The hunt for the new boiler had led Mr Grainger to Finland where he came into contact with a leading player in the biomass sector, Wartsila Biopower. Grainger, which had always been open to investing in new technology, then struck up a partnership with another west Cork-based company, SWS Group, a market leader in the natural resource and energy sectors, in order to investigate the possibility of replacing the sawmill’s old boiler with a CHP plant fuelled by its own products.

The synergies between Grainger, which had expertise in construction and boiler technology and SWS, with its track record in renewable energy, led to the development of a joint venture company, Independent Biomass Systems (IBS). It was this company, with Wärtsilä as the turnkey developer, that saw the project through from concept to commissioning within a 12-month time frame.

The plant, which Mr Grainger describes as “very simple, just a big plumbing job”, comprises a covered fuel conveyor to transport material to the plant, a fuel storage area and a steam boiler coupled to a turbine to make heat and electricity.

However, it’s the software wizardry behind the gleaming pipework that makes the system so special – and so cost-effective.

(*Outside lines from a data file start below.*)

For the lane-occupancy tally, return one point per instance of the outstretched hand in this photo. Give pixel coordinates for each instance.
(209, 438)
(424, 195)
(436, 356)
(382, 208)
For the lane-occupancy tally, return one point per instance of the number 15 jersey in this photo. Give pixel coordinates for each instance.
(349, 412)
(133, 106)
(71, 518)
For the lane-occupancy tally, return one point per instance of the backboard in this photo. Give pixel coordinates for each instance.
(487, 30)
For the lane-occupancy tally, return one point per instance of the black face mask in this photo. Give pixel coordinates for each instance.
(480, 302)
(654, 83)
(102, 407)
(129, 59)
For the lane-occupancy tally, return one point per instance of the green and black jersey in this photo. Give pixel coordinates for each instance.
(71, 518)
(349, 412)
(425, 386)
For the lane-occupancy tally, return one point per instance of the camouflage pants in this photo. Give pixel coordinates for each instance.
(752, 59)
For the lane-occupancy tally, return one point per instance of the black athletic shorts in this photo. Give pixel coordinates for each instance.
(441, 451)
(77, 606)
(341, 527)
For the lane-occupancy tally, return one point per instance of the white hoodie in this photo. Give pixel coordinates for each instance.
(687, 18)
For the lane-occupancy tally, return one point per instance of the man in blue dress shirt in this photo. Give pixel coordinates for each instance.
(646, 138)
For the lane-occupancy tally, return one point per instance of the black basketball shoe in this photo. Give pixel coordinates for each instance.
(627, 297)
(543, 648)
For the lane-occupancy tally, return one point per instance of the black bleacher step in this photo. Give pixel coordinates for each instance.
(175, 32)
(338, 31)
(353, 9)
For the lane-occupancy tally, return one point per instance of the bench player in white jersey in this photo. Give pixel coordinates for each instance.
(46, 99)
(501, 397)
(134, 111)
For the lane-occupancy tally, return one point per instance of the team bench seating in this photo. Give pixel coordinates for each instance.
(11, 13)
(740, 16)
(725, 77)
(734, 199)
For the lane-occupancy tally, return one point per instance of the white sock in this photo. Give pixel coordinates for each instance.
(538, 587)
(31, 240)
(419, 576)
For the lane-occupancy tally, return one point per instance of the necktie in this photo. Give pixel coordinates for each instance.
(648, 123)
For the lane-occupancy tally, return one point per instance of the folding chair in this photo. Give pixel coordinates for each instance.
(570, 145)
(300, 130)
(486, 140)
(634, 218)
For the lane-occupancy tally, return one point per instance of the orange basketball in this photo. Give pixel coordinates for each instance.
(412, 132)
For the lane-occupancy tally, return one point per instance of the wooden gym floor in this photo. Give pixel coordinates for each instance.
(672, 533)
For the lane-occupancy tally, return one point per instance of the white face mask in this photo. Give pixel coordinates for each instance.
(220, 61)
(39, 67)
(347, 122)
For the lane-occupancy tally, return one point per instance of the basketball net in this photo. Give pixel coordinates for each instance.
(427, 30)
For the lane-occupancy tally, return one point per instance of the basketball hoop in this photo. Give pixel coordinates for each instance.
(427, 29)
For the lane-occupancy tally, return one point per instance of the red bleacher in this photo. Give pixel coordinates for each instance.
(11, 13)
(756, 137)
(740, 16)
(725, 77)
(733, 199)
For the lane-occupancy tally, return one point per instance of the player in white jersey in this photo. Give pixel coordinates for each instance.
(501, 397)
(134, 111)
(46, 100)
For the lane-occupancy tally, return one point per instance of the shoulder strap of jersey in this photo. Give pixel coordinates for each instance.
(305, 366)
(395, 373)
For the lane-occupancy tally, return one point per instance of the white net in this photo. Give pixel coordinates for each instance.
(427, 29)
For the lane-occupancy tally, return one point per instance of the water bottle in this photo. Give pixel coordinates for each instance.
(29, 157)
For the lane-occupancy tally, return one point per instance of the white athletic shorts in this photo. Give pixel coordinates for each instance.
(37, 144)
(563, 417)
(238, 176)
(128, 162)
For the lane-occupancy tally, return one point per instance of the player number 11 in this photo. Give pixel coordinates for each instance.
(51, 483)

The plant runs 24/7 and is overseen by a single operator. The system allows the operator to “dial up steam or dial up electricity” and its chief claim to fame is its variable output extraction turbine which significantly improves its efficiency and which, Mr Grainger said, “is one of the first of its kind”.

Variable output

“In the winter when we’re drying more and need more heat, we generate less electricity and in the summer, when we need less heat it will generate more electricity. In the past, all turbine systems that have been put in, both gas CHPs and biomass CHPs, have been fixed output. We are at the forefront of technology.”

Grainger Sawmills is still selling its more lucrative wood chips to the board mills, but is now burning all its low grade residues. It expects to have a shortfall of between 7,000-10,000 tonnes per year but this is part of the game plan. There is a huge surplus of low value residues in Ireland for which there is now an extra outlet – and one which has had companies travelling from a 100-mile radius to knock on Grainger’s door. And, as Niall Grainger said: “Knowing they have an outlet for their peelings or bark is an encouragement to increase their output. It’s a continuous process”.

The CHP project has been so successful that IBS is now in the market to offer its expertise to other companies in Ireland and the UK. “Having been through the entire process I’m only too familiar with the concerns that many sawmills may have,” said managing director William Grainger. “But it’s achievable and probably more so than anyone would imagine.

“By detailing our experiences with biomass CHP we feel that we can assist others in utilising this groundbreaking technology.”